Established in 1998, PayPal has opened operations in over 200 countries around the world, and at least 21 percent of its global transactions are cross-boarder. There are 244 million users who reply on their PayPal accounts to purchase goods online.
PayPal has always put high emphasis on working with Chinese companies. According to Nasdaq, the company forged partnership with Baidu last year, allowing 100 million Baidu Wallet users to purchase overseas products with their PayPal accounts, while providing international vendors with access to millions of Chinese consumers. At present, PayPal is also cooperating with Alibaba to promote cross-border settlements and payments.

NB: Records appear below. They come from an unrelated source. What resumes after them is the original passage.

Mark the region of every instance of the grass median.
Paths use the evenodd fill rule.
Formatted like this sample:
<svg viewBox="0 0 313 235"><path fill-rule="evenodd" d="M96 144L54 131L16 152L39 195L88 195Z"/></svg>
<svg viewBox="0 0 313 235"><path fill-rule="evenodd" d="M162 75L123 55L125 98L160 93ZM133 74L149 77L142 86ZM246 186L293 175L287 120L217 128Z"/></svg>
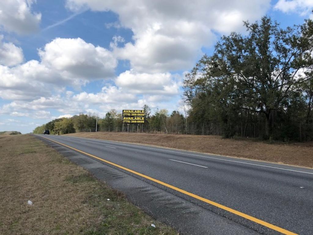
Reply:
<svg viewBox="0 0 313 235"><path fill-rule="evenodd" d="M178 234L30 135L0 137L0 234Z"/></svg>

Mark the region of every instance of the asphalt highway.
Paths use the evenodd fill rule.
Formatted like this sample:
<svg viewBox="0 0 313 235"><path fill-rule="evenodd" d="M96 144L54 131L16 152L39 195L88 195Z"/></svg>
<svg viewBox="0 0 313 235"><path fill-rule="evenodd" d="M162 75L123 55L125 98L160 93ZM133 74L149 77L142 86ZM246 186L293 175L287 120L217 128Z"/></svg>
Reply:
<svg viewBox="0 0 313 235"><path fill-rule="evenodd" d="M147 145L39 135L126 168L121 170L254 231L313 234L312 169Z"/></svg>

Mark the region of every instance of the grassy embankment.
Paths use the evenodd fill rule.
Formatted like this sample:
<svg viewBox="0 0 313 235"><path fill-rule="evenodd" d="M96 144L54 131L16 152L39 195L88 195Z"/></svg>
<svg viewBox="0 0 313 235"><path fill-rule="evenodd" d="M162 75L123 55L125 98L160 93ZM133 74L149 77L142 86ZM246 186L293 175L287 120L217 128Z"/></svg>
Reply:
<svg viewBox="0 0 313 235"><path fill-rule="evenodd" d="M313 142L275 144L220 136L98 132L67 134L313 168Z"/></svg>
<svg viewBox="0 0 313 235"><path fill-rule="evenodd" d="M30 135L0 137L0 234L177 234Z"/></svg>

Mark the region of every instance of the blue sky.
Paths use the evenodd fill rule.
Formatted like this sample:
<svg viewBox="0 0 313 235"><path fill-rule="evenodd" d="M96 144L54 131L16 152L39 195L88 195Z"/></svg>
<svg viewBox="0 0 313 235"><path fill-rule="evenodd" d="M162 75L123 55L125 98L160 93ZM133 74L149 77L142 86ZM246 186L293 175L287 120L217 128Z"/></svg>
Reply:
<svg viewBox="0 0 313 235"><path fill-rule="evenodd" d="M0 0L0 131L111 109L181 110L184 73L223 34L266 15L285 27L311 0Z"/></svg>

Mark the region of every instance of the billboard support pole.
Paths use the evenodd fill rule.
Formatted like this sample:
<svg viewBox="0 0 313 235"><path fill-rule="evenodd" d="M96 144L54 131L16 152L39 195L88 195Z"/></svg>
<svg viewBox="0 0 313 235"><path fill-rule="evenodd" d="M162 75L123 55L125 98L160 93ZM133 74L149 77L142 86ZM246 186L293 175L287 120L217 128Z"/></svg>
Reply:
<svg viewBox="0 0 313 235"><path fill-rule="evenodd" d="M96 118L96 132L97 132L97 131L98 130L97 129L97 127L98 125L98 118Z"/></svg>

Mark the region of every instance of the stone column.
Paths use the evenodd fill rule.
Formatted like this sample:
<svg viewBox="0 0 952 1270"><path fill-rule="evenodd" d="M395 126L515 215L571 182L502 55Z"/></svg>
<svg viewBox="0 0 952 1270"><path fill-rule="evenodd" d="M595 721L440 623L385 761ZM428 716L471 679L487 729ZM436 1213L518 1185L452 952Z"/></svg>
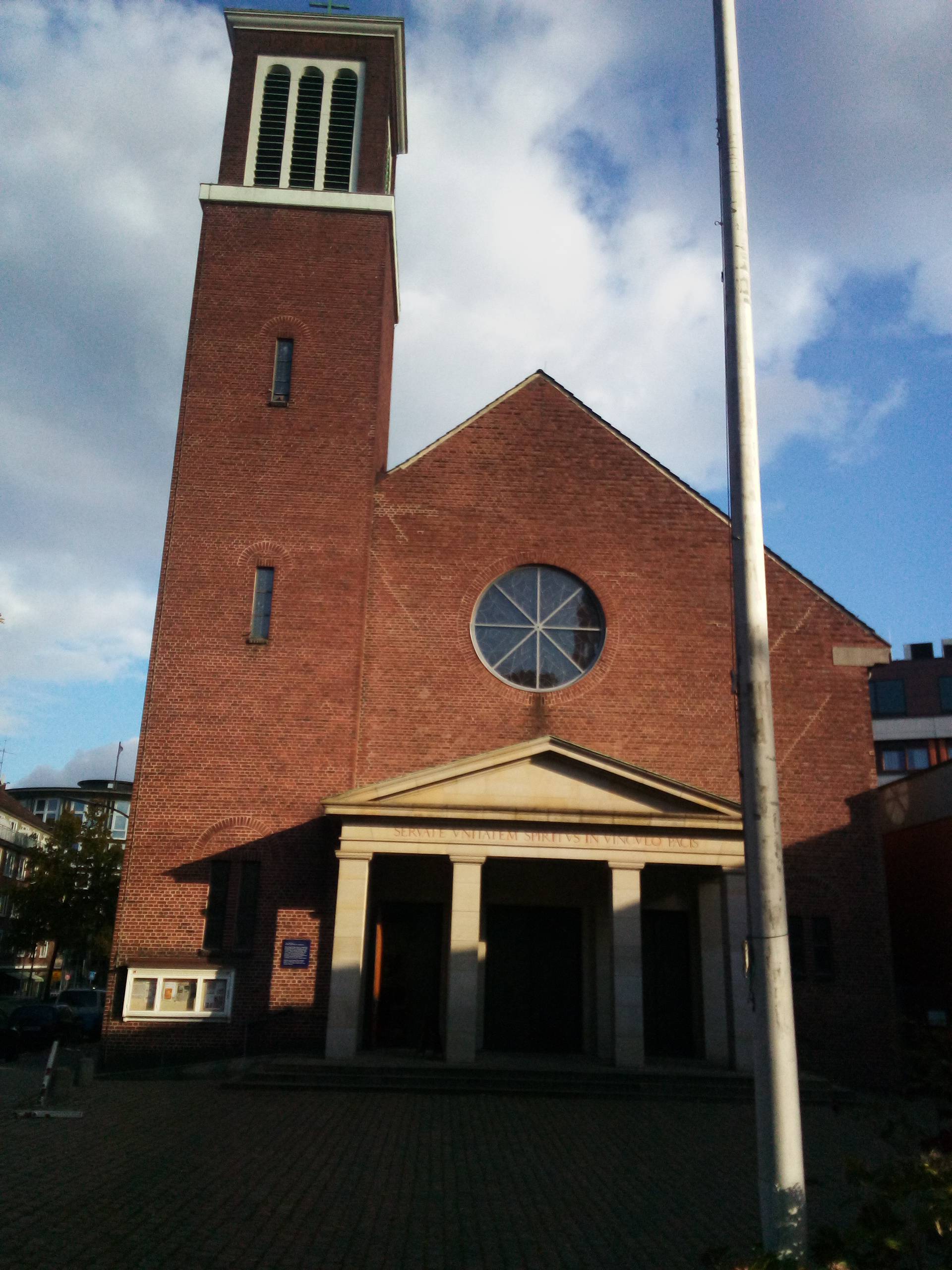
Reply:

The latest data show that the total volume of cross-border e-commerce transactions in China has reached 7.6 trillion yuan last year, with an year-on-year increase of 20.6 percent, vastly exceeding the growth rate of traditional foreign trade. One out of every five transactions of overseas buyers on Paypal is for purchasing goods from China.
“Reliant on cross-border e-commerce platforms, Chinese small and medium-sized enterprises have become the main driving force of foreign trade in the new era. In recent years, an increasing number of SMEs, with the development of their cross-border e-commerce businesses, are undergoing transitions from traditional B2B to B2C,” Lu said.
The payment giant also launched a SME Month on August 10 to help these cross-border e-commerce SMEs upgrade their businesses.